Net1 wants Cash Paymaster Services placed into business rescue

Net1 UEPS Technologies is seeking to place a subsidiary that’s been ordered to repay tens of millions of dollars to Sassa in business recuse. 

The company is also facing a legal challenge from a human rights organisation, Freedom Under Law, which alleges that it understated its profit by at least R800m and must repay this as well.

Cash Paymaster Services, which for about five years distributed R150 billion in social grants annually on behalf of the South African government, has liabilities that exceed its assets, Net1 said in an application to South Africa’s High Court to take CPS into business rescue.

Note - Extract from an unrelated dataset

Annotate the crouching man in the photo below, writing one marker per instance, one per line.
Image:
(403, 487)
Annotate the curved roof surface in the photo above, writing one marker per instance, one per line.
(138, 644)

“CPS is financially distressed,” said Herman Kotze, Net1’s chief executive officer, in the application. “It is unlikely that CPS will be able to pay all of its debts.”

Court Ruling

The development is the latest in a saga that spans back to 2014, when the Constitutional Court ruled that the contract awarded to CPS was invalid because proper tender procedures hadn’t been followed. The ensuing turmoil threatened to disrupt the payments in 2018 and cast doubt on the government’s integrity amid a series of corruption scandals.

Because the South African Social Security Agency, known as Sassa, failed to find a replacement, CPS was allowed to continue making the welfare payments. In 2018, the Constitutional Court ordered the department to find a new service provider or make the payments itself. The South African Post Office now distributes the funds.

The court in March 2018 ordered CPS to repay Sassa R316m plus interest for payments it said it wasn’t entitled to claim. Sassa now claims it’s owed R596 million, while CPS has said the amount is R498 million, according to the court documents. CPS has made a counterclaim of R338 million against Sassa for costs it says it incurred. Sassa said in court documents it opposes the plan to place CPS in business rescue and instead wants it liquidated.

In a separate application to the Constitutional Court, Freedom Under Law demands that CPS repay the allegedly unreported profit because they say the contract was invalid and the profit therefore illicit. They also want auditors appointed by the welfare department to be given full access to CPS’s financial information.

The profit was calculated by RAiN, a company commissioned to audit CPS by Sassa. CPS and its own auditors, KPMG and Mazars, have criticised RAiN’s methods and reject its findings.